The U.S evacuation effort from Afghanistan was rushed and complicated, Mohammadi said. Despite having full lives and careers at home, people who fled to the U.S. suddenly lacked essentials like food and clothing.
“I brought a laptop, that's all I had,” Mohammadi said. Although it snows in Afghanistan, Minnesota's cold weather is more extreme.
His education and experiences traveling outside Afghanistan made the move to the U.S. less abrupt, nonetheless, cultural and systematic differences made emigrating to a new country difficult.
Needing a car to get to the grocery store, for example, is one way he said his life changed since being in Minneapolis. Without a car, though, a walk or trip on public transportation requires winter clothes—and that’s a challenge the clothing closet can help a refugee overcome.
Because many refugees had nothing when they arrived here, the closet helped a lot of people, said ACS associate director Fouzi Slisli. Now that refugees are more familiar with the Twin Cities, there is less of a need for ACS closets’ support.

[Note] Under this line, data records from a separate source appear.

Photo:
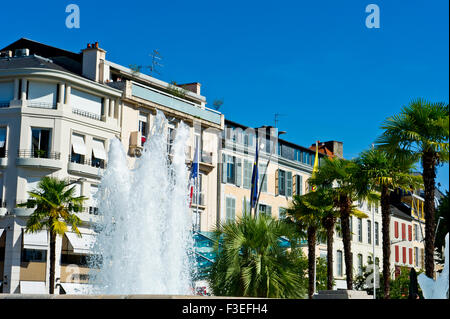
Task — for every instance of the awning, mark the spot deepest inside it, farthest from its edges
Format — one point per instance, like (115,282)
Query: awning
(77,289)
(78,145)
(37,240)
(81,245)
(99,149)
(33,287)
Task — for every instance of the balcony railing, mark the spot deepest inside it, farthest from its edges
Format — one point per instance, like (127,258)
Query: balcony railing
(86,114)
(39,154)
(99,163)
(42,105)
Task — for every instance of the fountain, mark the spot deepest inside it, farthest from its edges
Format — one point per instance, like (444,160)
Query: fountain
(436,289)
(144,241)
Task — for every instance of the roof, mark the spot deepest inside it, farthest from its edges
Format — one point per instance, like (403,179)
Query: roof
(32,61)
(322,149)
(69,61)
(399,214)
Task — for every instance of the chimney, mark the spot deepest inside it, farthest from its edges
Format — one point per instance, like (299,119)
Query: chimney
(193,87)
(93,62)
(336,147)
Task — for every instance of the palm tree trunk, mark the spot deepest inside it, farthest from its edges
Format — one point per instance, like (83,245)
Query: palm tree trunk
(345,206)
(311,259)
(52,261)
(429,175)
(386,221)
(330,232)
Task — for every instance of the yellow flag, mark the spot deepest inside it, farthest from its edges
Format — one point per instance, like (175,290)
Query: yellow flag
(316,165)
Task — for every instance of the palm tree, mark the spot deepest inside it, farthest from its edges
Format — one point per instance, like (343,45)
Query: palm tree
(338,175)
(55,205)
(251,262)
(307,212)
(385,173)
(421,131)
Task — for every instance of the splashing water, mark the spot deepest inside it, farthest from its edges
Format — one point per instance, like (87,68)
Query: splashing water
(145,240)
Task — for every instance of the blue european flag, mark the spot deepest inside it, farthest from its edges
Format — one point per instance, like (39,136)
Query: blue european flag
(254,190)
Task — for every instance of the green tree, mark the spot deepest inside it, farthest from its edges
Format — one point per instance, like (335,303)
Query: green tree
(443,212)
(252,263)
(382,173)
(421,131)
(339,176)
(307,212)
(55,207)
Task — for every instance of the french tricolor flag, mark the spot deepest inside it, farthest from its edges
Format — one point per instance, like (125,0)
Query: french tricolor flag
(193,175)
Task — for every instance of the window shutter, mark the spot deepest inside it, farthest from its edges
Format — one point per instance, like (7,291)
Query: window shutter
(396,229)
(294,184)
(238,168)
(276,182)
(396,254)
(289,184)
(224,168)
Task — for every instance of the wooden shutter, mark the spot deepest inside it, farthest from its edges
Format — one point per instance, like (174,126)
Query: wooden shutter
(276,183)
(396,229)
(238,168)
(396,254)
(224,168)
(294,184)
(289,184)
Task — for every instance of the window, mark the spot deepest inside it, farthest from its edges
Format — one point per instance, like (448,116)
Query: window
(40,142)
(143,127)
(2,142)
(416,256)
(262,178)
(34,255)
(98,153)
(284,183)
(377,236)
(339,263)
(360,260)
(264,210)
(281,213)
(230,208)
(78,149)
(360,230)
(248,171)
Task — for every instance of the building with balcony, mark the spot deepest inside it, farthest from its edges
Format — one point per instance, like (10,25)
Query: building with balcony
(58,112)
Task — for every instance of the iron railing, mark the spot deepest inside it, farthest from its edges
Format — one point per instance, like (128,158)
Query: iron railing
(86,114)
(42,105)
(36,153)
(99,163)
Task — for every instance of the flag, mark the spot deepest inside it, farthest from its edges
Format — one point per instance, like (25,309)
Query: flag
(193,175)
(254,189)
(316,165)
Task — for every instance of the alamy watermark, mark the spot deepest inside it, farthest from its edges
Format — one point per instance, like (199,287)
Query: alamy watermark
(73,19)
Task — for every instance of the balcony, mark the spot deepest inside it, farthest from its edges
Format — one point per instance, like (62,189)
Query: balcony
(39,159)
(41,105)
(93,168)
(86,114)
(3,158)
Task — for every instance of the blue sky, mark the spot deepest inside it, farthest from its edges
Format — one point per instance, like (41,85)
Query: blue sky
(315,62)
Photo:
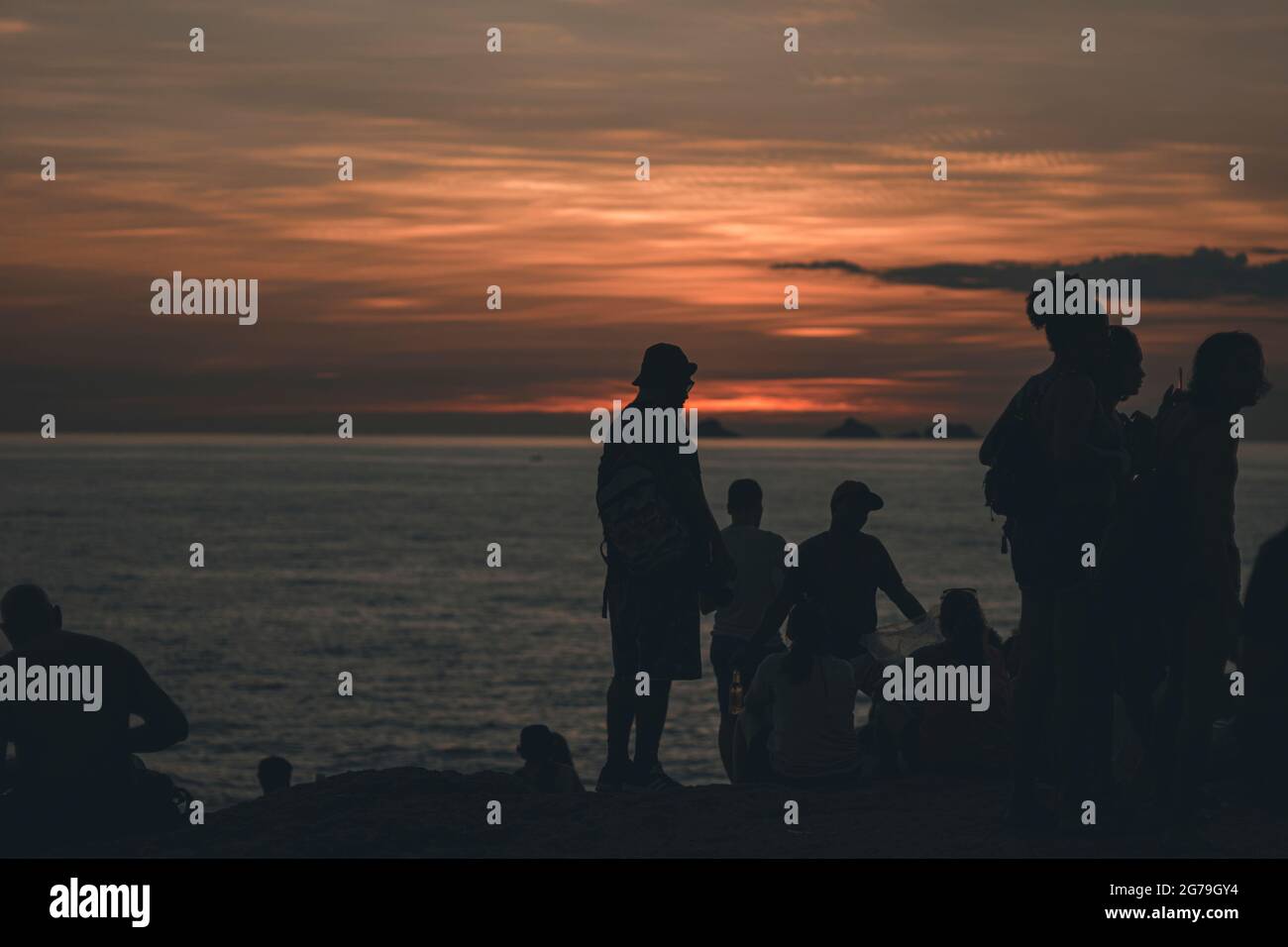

No matter, the organization continues to serve the broader population, Van de Water said. Extra donations are brought to the George Floyd Square clothing closet, and the ACS closet is open to people in its surrounding neighborhood, more than half of whom live below the poverty line.
“Anyone can come in and check it out and take what they need,” Van de Water said.
Alongside mutual aid efforts, the organization works to challenge uninformed Western narratives of the Afghan people, said Slisli. In addition, he said the variety of Afghan cultures and languages represented at ACS is celebrated, despite the Taliban’s desire to suffocate the diversity.
Slisli encourages people to be thankful instead of judgmental. He said refugees make the community richer in culture and perspective.
“Individuals and families are small components, and the powers that determine what happens in this world are massive,” Slisli said.